New Web Editor!

An Introduction from Eric Jones

Filed under: Blog |

In Milledgeville, GA, where I come from, southern rock and southern food are the key nutrients in the city’s veins. Here in Lincoln, NE, it’s football and books. So when I moved here last year I immediately arranged to meet with the chair of the One Book, One Lincoln Committee to discuss the 2011 winner, Cutting for Stone by Abraham Verghese. (I also bought a Huskers Blackout Tee.)

Thus, two strangers separated by roughly fifty years of age met in a coffee shop on 84th Street and talked about the struggles of the medical profession in central Africa for about an hour. That, for me, is a bold testament to the power of literature. Because of Verghese’s accessibility, and novels like Chinua Achebe’s Things Fall Apart, I have more understanding of the importance of African literature in the English speaking world and, even more so, an
understanding of the part writers play in bridging gaps between cultures, across oceans, and the synergy between readers and writers.

No other literature magazine in the United States has worked harder in the past few years to make that point clear than Prairie Schooner. With bold forays into the digital world like the Fusion web series, which partners American poets with writers across the world to explore the frailties and strengths that bind us together
as a species, to the distribution of e-content on Amazon Kindle, Prairie Schooner has proven that it’s not only ahead of the game, it’s ahead of the game for the right reasons. The African Poetry Book Fund, coordinated by Prairie Schooner and its partners, is the first stateside poetry book series for African writers–and that’s a major distinction.

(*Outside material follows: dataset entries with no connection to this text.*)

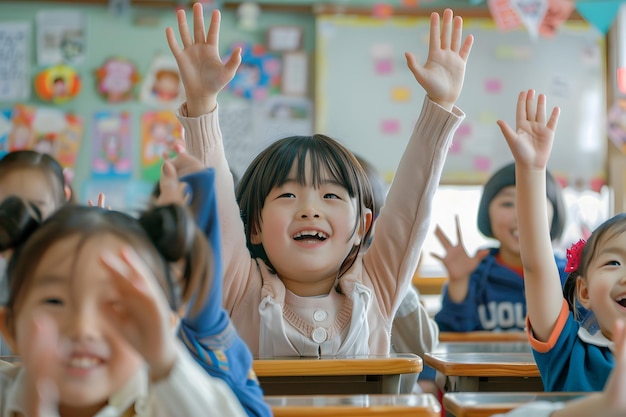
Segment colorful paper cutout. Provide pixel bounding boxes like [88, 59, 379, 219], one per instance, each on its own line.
[487, 0, 522, 31]
[95, 58, 140, 103]
[510, 0, 548, 39]
[91, 111, 132, 177]
[139, 55, 185, 108]
[35, 65, 81, 104]
[380, 119, 400, 134]
[391, 87, 411, 102]
[0, 109, 12, 158]
[141, 111, 183, 181]
[539, 0, 575, 38]
[9, 104, 83, 168]
[372, 3, 393, 19]
[226, 43, 281, 101]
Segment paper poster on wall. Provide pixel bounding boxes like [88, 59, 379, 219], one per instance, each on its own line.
[9, 104, 83, 169]
[37, 10, 87, 66]
[141, 110, 183, 181]
[139, 55, 185, 109]
[91, 111, 132, 178]
[0, 109, 12, 158]
[0, 22, 30, 102]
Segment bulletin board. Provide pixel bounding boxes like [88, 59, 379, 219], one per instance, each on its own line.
[315, 15, 607, 186]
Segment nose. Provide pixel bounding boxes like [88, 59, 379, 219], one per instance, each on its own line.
[65, 306, 100, 341]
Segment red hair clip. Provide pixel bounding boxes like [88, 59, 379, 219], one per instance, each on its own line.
[565, 239, 586, 272]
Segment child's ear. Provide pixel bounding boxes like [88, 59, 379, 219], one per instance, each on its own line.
[63, 185, 72, 201]
[0, 307, 18, 355]
[354, 208, 374, 246]
[576, 276, 591, 310]
[250, 232, 263, 245]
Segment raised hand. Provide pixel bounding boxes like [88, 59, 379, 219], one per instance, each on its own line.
[165, 3, 241, 117]
[431, 215, 489, 281]
[404, 9, 474, 110]
[497, 90, 560, 169]
[100, 246, 176, 381]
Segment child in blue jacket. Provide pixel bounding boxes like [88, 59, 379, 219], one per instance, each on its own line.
[433, 163, 567, 332]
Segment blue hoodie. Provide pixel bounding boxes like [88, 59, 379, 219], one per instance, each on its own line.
[179, 169, 272, 417]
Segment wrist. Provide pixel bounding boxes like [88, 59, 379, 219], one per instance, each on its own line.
[187, 94, 217, 117]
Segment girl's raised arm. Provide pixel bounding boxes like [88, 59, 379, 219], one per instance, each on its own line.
[498, 90, 563, 341]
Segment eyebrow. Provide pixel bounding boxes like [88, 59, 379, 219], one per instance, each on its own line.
[33, 275, 68, 287]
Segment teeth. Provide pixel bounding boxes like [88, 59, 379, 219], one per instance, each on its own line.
[70, 357, 99, 368]
[293, 230, 328, 239]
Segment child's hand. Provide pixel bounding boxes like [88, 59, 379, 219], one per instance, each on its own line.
[497, 90, 560, 169]
[20, 314, 62, 417]
[431, 215, 489, 281]
[100, 246, 176, 381]
[156, 160, 190, 206]
[404, 9, 474, 110]
[165, 3, 241, 117]
[431, 215, 489, 303]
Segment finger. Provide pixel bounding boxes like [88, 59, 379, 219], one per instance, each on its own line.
[165, 27, 183, 59]
[404, 52, 424, 84]
[459, 35, 474, 61]
[496, 120, 515, 150]
[546, 107, 561, 131]
[515, 91, 528, 126]
[440, 9, 452, 49]
[450, 16, 463, 52]
[224, 48, 241, 78]
[428, 12, 441, 51]
[207, 9, 222, 48]
[176, 9, 193, 48]
[98, 193, 105, 208]
[193, 3, 206, 43]
[535, 93, 546, 125]
[454, 214, 463, 245]
[430, 252, 443, 263]
[526, 89, 537, 121]
[435, 225, 452, 247]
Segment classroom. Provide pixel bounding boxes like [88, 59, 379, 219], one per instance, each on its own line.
[0, 0, 626, 417]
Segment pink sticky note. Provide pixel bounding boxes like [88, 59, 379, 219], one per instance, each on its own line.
[372, 3, 393, 19]
[448, 137, 463, 155]
[488, 0, 522, 30]
[474, 156, 491, 172]
[485, 78, 502, 94]
[374, 59, 393, 75]
[617, 68, 626, 94]
[380, 119, 400, 135]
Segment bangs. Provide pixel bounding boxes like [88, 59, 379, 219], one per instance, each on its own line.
[270, 135, 359, 197]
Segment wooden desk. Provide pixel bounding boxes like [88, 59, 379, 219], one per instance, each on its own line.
[265, 394, 441, 417]
[443, 392, 589, 417]
[439, 331, 528, 342]
[253, 353, 422, 395]
[424, 342, 543, 392]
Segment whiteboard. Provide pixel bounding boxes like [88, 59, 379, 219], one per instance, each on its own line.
[315, 15, 607, 186]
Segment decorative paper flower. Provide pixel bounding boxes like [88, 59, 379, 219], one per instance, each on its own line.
[565, 239, 586, 272]
[35, 65, 81, 104]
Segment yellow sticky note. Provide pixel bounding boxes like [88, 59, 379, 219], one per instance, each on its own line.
[391, 87, 411, 101]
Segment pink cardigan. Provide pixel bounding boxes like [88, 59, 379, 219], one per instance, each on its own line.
[178, 97, 465, 356]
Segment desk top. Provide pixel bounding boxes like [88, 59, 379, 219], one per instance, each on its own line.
[424, 352, 540, 377]
[265, 394, 441, 417]
[433, 340, 532, 353]
[443, 392, 589, 417]
[253, 353, 423, 377]
[439, 331, 528, 342]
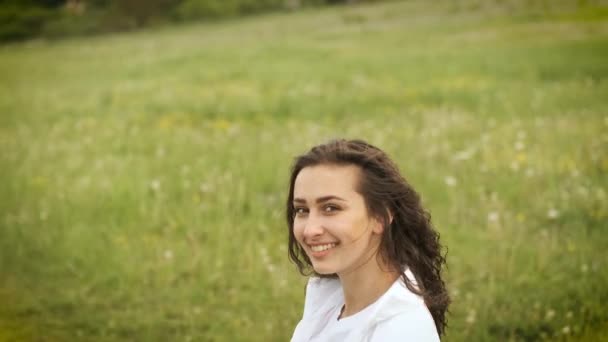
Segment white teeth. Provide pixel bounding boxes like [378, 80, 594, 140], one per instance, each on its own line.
[310, 243, 336, 252]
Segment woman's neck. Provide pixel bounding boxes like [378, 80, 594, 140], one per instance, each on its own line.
[338, 255, 400, 318]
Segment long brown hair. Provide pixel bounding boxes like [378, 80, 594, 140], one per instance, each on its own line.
[286, 139, 450, 335]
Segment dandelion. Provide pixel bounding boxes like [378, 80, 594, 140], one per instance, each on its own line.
[509, 160, 519, 171]
[466, 309, 477, 324]
[150, 179, 160, 192]
[488, 211, 500, 222]
[445, 176, 458, 187]
[547, 208, 559, 220]
[526, 168, 536, 178]
[163, 249, 173, 260]
[156, 146, 165, 158]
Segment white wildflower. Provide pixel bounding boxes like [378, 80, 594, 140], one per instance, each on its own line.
[163, 249, 173, 260]
[488, 211, 500, 222]
[445, 176, 458, 186]
[547, 208, 559, 220]
[150, 179, 160, 191]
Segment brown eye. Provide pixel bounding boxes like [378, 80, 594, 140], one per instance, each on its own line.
[294, 207, 308, 216]
[323, 204, 339, 213]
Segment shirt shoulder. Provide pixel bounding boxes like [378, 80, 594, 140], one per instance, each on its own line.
[303, 277, 342, 317]
[370, 305, 439, 342]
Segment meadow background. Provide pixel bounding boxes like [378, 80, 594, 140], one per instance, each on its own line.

Stepping into the fold, I am most astonished that these major innovations rest on the backs of only a few eager-hearted individuals chugging as vigorously as angry pistons pushing the mission of literature, which is to know one another as keenly as one knows oneself. As the new Web Editor, I can only step up to the line myself and begin the grind. As the Allman Brothers said, “everybody’s got a mountain to climb.” Or perhaps Flannery O’Connor said it best when she said “when in Rome, do as you done in Milledgeville.”